That was a favorite saying of the late Peter Capstick, the well-known author and professional big-game hunter and guide in Africa. It's just been proven true again with the near-death of a six-year-old boy in South Africa.
A leopard at a South African game reserve snatched a six-year-old boy and ran off with him.
Little Kellan Denny was attacked and dragged away by the big cat at Kruger National Park.
As the male leopard ran off with the youngster, his father Justin chased the big cat and screamed out: “No! No! No! This can’t be happening.”
Kellan was dragged 30 metres by the leopard who had sunk his teeth into the boy’s shoulder before he was recovered.

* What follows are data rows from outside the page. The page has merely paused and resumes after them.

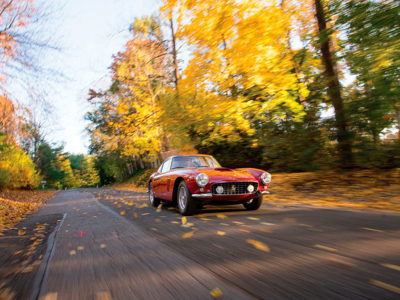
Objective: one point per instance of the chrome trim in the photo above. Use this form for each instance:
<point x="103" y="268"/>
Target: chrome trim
<point x="255" y="191"/>
<point x="205" y="195"/>
<point x="264" y="192"/>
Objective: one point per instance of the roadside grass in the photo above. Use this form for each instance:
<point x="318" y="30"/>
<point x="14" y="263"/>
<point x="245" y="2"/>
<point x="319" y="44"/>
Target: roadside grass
<point x="16" y="204"/>
<point x="361" y="189"/>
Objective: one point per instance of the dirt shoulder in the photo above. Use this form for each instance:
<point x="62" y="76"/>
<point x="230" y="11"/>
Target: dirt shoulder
<point x="15" y="205"/>
<point x="23" y="237"/>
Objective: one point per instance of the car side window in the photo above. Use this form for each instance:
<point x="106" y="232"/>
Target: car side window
<point x="166" y="166"/>
<point x="160" y="168"/>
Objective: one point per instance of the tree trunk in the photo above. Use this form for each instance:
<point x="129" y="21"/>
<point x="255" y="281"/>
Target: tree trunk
<point x="334" y="89"/>
<point x="174" y="56"/>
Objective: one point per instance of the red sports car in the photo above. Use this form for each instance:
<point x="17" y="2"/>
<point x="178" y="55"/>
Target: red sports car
<point x="190" y="181"/>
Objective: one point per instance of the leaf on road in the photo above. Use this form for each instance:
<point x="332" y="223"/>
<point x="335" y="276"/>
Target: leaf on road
<point x="216" y="293"/>
<point x="289" y="220"/>
<point x="385" y="286"/>
<point x="325" y="248"/>
<point x="390" y="266"/>
<point x="267" y="223"/>
<point x="371" y="229"/>
<point x="187" y="235"/>
<point x="258" y="245"/>
<point x="237" y="223"/>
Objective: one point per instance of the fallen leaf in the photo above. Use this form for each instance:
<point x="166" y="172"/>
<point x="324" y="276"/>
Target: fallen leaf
<point x="371" y="229"/>
<point x="289" y="220"/>
<point x="237" y="222"/>
<point x="325" y="248"/>
<point x="341" y="262"/>
<point x="216" y="293"/>
<point x="187" y="235"/>
<point x="390" y="266"/>
<point x="258" y="245"/>
<point x="385" y="286"/>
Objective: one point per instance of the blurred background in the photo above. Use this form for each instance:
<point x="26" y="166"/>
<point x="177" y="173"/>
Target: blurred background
<point x="287" y="86"/>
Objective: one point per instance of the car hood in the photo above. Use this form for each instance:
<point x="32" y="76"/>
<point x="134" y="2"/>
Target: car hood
<point x="226" y="174"/>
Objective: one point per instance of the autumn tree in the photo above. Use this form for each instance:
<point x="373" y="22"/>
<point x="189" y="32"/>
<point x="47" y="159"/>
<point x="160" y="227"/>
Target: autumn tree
<point x="127" y="114"/>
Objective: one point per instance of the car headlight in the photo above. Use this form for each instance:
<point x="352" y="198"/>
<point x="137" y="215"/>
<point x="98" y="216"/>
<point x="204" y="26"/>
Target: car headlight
<point x="202" y="180"/>
<point x="266" y="178"/>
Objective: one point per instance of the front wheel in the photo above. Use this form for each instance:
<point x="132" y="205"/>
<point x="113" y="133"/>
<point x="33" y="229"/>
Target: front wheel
<point x="152" y="199"/>
<point x="186" y="205"/>
<point x="253" y="204"/>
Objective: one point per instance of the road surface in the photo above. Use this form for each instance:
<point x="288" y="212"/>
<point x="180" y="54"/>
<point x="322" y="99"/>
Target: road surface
<point x="111" y="245"/>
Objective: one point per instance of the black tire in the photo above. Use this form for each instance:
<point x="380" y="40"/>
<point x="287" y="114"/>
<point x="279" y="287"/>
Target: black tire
<point x="153" y="200"/>
<point x="253" y="204"/>
<point x="186" y="205"/>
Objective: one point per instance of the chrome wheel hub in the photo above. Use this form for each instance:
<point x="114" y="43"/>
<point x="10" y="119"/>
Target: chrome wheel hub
<point x="151" y="195"/>
<point x="182" y="198"/>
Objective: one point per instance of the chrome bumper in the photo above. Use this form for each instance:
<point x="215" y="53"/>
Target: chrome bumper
<point x="205" y="195"/>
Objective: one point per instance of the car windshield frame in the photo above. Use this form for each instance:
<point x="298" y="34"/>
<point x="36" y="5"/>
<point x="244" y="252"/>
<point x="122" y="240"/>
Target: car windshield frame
<point x="194" y="162"/>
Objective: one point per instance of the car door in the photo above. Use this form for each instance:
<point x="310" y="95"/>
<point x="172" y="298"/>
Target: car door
<point x="157" y="181"/>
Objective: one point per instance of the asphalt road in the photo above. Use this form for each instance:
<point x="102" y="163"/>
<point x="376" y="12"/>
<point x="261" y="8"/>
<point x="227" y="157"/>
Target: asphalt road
<point x="111" y="245"/>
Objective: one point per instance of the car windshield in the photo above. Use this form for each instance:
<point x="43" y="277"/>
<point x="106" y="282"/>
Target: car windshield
<point x="194" y="162"/>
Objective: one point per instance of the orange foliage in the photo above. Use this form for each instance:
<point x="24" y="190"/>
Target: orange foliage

Justin was able to retrieve his son after the leopard dropped the boy from his jaws. Kellan, who is said to be ‘quite traumatised’ is now recovering at home.
There's more at the link.
What I can't understand is this: if the family was South African, they've surely been taught that predators are opportunists, and will go for the weakest targets that can't fight back. If they didn't know that, they were criminally negligent, because when I was growing up, every South African knew about the dangers of local wildlife. It wasn't even a matter for speculation. Everyone knew.

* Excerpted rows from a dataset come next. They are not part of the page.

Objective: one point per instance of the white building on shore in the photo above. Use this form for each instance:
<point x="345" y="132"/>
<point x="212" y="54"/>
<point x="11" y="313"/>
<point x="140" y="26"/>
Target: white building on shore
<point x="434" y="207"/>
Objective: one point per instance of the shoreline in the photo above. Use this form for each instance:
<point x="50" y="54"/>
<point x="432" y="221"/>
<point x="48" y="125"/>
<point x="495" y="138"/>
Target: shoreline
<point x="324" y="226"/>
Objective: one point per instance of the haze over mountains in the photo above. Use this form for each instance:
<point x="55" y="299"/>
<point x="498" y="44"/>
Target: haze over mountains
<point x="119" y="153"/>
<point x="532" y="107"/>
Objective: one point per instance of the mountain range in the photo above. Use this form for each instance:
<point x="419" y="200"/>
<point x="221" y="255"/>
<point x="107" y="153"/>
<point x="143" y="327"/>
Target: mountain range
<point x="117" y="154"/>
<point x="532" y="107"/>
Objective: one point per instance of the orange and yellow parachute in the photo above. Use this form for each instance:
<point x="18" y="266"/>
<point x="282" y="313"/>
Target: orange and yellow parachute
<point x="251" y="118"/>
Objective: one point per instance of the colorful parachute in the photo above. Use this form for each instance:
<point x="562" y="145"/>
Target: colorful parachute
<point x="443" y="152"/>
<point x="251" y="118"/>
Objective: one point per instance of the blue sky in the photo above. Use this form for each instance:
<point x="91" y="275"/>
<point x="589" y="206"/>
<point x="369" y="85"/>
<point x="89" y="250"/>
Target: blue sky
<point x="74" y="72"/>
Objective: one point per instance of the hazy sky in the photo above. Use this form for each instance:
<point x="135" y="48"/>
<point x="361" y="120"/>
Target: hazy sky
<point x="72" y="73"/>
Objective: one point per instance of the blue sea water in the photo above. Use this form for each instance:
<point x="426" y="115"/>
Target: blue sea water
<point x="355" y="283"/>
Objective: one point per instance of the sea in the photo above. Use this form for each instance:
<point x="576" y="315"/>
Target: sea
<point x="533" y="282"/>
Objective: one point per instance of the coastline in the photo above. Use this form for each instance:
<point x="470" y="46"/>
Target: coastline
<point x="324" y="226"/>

The fact that the victim was a six-year-old boy is also instructive. In most of the tourist-friendly game farms and cheetah breeding centers in South Africa, there'll be a height chart next to the enclosures where tourists are allowed to enter and mingle with the animals. It'll state that people under a certain height are not admitted - no matter what. No exceptions. The reason is that most African predators distinguish an easy meal from a difficult one by size. Small and succulent equals good eating, irrespective of species; therefore, small and succulent aren't allowed in with them. This incident proves, once again, the wisdom of that policy.
Thanks be to God that the child was saved. I reckon he'll grow up sadder, but wiser.